Presto sarà beato. Ma una sua nipote nega la fede. La diocesi la smentisce. Vediamo chi ha ragione
Figlio di uno sciamano e nipote di Cavallo Pazzo, nato intorno al 1863 in quello che oggi si chiama Wyoming, l’indiano Alce Nero potrebbe diventare il primo nativo americano a diventare santo (Today.it, 29 dicembre 2016).
La notizia non è nuova. I vescovi statunitensi nell’ultima conferenza a Baltimora hanno già dato il via al processo di beatificazione del leggendario guerriero e capo Sioux, nato tra il 1858 e il 1866 e morto il 19 agosto 1950 a Pine Ridge, che si convertì al cristianesimo e spinse numerosi indiani a seguirlo.
Il 21 ottobre scorso nella chiesa del Santo Rosario di Pine Ridge (diocesi di Rapid City, Wyoming) la Messa solenne per aprire formalmente la causa di canonizzazione di Alce Nero (Aleteia, 6 novembre).

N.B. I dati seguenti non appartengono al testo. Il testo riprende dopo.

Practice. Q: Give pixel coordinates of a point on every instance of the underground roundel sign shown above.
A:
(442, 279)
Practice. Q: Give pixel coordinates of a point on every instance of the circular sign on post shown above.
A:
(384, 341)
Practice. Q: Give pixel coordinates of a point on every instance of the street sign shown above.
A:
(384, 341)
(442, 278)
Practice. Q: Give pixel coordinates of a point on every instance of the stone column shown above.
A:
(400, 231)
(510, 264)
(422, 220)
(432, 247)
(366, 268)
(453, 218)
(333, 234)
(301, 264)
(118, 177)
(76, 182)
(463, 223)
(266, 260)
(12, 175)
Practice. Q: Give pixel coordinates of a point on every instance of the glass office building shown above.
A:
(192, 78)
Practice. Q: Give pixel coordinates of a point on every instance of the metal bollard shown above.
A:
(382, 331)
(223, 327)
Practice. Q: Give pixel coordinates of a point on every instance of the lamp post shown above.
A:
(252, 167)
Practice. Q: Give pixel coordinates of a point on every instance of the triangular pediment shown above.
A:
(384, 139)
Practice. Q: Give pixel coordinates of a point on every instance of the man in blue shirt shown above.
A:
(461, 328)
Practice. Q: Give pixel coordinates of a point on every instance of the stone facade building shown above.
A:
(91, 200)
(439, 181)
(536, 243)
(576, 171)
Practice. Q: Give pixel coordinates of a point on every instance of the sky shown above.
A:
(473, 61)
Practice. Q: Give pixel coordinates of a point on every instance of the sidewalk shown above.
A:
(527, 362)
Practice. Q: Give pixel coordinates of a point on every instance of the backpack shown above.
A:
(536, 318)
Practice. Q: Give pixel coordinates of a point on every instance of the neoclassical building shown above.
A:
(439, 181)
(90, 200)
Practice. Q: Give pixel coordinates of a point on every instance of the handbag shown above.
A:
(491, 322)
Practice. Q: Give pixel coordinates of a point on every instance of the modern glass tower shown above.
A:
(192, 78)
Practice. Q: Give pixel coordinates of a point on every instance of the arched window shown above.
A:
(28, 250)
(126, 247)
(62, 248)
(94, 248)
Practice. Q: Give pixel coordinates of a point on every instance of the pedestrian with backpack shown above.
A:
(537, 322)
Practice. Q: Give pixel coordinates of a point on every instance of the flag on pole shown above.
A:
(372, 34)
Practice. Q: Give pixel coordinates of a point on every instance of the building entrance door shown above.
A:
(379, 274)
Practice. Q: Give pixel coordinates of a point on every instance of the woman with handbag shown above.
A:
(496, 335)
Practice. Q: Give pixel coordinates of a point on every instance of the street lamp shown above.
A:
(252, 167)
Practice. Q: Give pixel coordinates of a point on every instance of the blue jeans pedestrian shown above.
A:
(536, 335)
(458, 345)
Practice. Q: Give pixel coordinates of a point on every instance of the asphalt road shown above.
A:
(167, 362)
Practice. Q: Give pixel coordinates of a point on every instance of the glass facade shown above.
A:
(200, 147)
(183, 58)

Ma in questi giorni il suo nome è salito agli onore delle cronache perché un articolo uscito sulla rivista americana New Yorker (26 dicembre 2017) sostiene che Alce Nero non era un cattolico convinto.
“Rifiutava il battesimo”
Il giornalista Ian Frazier racconta di aver parlato con una bisnipote di Alce Nero, Charlotte Black Elk, che ha detto:
«Era un uomo santo e famoso prima che arrivassero i cattolici e lo rimase anche dopo. Nella nostra famiglia ci sono diverse storie sui cattolici che cercavano di battezzarlo, lui che si nascondeva sotto un letto e un prete che gli versava addosso un secchio d’acqua e lo proclamava battezzato. All’inizio il bisnonno pensava di essere un santo adulto e che Gesù bambino fosse il suo fratellino adottato. Non credo che il bisnonno sia mai stato un vero cattolico».
La “religione della pipa”
L’opinione di Charlotte Black Elk, scrive Il Post (1 gennaio), è simile a quella di Hilda Neihardt, che in un libro su Alce Nero pubblicato nel 1995 scrisse che sul letto di morte Alce Nero aveva detto che la sua unica religione fosse “quella della pipa”. Molti Sioux considerano Alce Nero un santo Lakota che fece alcuni compromessi con la cultura dei bianchi ma non cambiò mai davvero ciò in cui credeva.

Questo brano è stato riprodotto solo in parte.